A/B Testing for Scammers
I don’t know whether to feel happy or sad that scammers are A/B testing poorly. I recently received two emails, that were obviously part of an experiment done poorly. They’re shown below, but a few notes for a potential future scammer.
It isn’t strictly wrong to use the same user for both arms of the A/B test (although then you’d need to test whether the treatment order matters), but for something like this, it is generally better to focus on a two-sample test. Anecdotally, I don’t think people would respond to one and not the other purely as a function of the messaging. Therefore, you should only send each user one treatment within a given time period. While you’d sacrifice some statistical power using a two-sample test rather than a paired test, you’d probably have a more accurate measurement overall.

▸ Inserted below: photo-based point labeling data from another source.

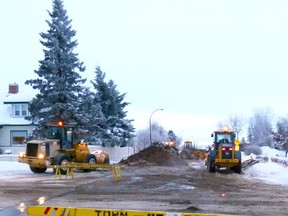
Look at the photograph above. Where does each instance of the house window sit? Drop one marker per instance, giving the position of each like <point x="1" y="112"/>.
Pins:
<point x="18" y="137"/>
<point x="20" y="109"/>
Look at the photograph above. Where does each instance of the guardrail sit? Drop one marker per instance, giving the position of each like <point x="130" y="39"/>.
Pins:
<point x="115" y="168"/>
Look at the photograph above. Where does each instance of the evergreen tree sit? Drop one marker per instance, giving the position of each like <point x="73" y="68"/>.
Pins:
<point x="59" y="82"/>
<point x="281" y="134"/>
<point x="115" y="129"/>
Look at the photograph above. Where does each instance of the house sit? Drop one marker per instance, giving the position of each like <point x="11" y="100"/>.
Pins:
<point x="14" y="128"/>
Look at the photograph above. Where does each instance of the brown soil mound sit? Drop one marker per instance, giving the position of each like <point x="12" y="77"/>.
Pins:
<point x="155" y="155"/>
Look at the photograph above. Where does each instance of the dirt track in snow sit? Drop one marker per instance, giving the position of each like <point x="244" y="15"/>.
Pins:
<point x="180" y="188"/>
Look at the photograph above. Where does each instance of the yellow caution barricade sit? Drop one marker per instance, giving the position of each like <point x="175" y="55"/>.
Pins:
<point x="69" y="211"/>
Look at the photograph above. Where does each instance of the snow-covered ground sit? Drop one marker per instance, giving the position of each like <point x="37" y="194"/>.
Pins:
<point x="269" y="172"/>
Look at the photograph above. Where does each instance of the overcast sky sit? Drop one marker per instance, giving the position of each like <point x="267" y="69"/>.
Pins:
<point x="201" y="61"/>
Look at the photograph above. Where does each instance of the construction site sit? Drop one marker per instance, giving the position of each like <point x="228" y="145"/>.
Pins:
<point x="155" y="180"/>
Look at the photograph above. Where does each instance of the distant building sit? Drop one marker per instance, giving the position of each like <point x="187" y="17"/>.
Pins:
<point x="14" y="129"/>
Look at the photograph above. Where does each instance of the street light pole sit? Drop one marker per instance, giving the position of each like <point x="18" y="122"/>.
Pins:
<point x="150" y="124"/>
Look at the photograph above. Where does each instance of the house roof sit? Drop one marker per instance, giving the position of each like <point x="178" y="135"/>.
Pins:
<point x="24" y="95"/>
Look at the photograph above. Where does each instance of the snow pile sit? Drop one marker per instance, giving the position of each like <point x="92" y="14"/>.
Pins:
<point x="155" y="155"/>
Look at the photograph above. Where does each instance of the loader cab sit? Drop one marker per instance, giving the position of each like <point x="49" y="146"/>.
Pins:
<point x="223" y="137"/>
<point x="62" y="133"/>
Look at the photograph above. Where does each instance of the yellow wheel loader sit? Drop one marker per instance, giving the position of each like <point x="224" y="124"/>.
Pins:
<point x="225" y="152"/>
<point x="58" y="148"/>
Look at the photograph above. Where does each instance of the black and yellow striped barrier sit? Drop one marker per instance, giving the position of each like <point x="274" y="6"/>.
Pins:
<point x="62" y="211"/>
<point x="85" y="166"/>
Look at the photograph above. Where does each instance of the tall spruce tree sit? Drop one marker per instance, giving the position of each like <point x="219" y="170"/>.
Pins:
<point x="115" y="129"/>
<point x="59" y="83"/>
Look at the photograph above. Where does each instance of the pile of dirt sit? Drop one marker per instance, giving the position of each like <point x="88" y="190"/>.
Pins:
<point x="155" y="155"/>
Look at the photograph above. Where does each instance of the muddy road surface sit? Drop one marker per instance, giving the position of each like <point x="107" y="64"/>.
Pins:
<point x="178" y="188"/>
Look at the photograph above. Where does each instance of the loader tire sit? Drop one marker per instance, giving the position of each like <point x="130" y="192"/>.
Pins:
<point x="62" y="159"/>
<point x="90" y="159"/>
<point x="210" y="166"/>
<point x="37" y="169"/>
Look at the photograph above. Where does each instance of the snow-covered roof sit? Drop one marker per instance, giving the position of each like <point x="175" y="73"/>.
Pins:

Here the scammers changed the amounts in the title, which is a great component to experiment on; they’re testing whether odd numbers are more likely to generate the target behavior than even numbers. Buzzfeed has found something similar with their listicles.
My primary concern with their treatments are that the amounts and currencies differ by quite a bit. It is one thing to test whether someone reacts better/worse to an even/unusual amount, but it is another to test whether the sweet spot is ~$10M or ~$1M, and whether they’d react differently to USD vs GBP.
Another issue related to the treatment: they used different numbers in the body of the text. This seems like a simple oversight, but means that any response they detect may be a function of the inconsistent text, thus potentially nullifying any results from this experiment.
A little more difficult to notice, but here the scammers would have a difficult time detecting whether there was any response. I think they should have used a subtly different email address for each of the messages, that way they could keep track of responses, although maybe they’re assuming the user will actually just click ‘reply’ and add the email addresses in themselves.
Finally, these emails were sent at pretty different times. While it is possible that they’re controlling for this (through randomization of when the emails are sent), there’s quite a bit of evidence that the timing of emails matters. By sending one email in mid-morning and the other in the middle of the night (in my time zone, at least), this confounding variable may cause erroneous results.
While the use of a randomized control trial is laudable, its misuse can misinform and even lead to the wrong conclusions. As more non-specialists use RCTs (the apocalypse must be near – they’re even teaching these things to MBAs nowadays), these errors are more likely to occur. Look to a statistician or a reliable online resource to make sure you don’t make these simple mistakes.
Clearly this post is meant as a satire. I am not a lawyer and don’t condone trying to scam anyone. I do not take responsibility for the consequences of this post. I mostly meant to help people understand a little about what makes A/B tests useful and useless.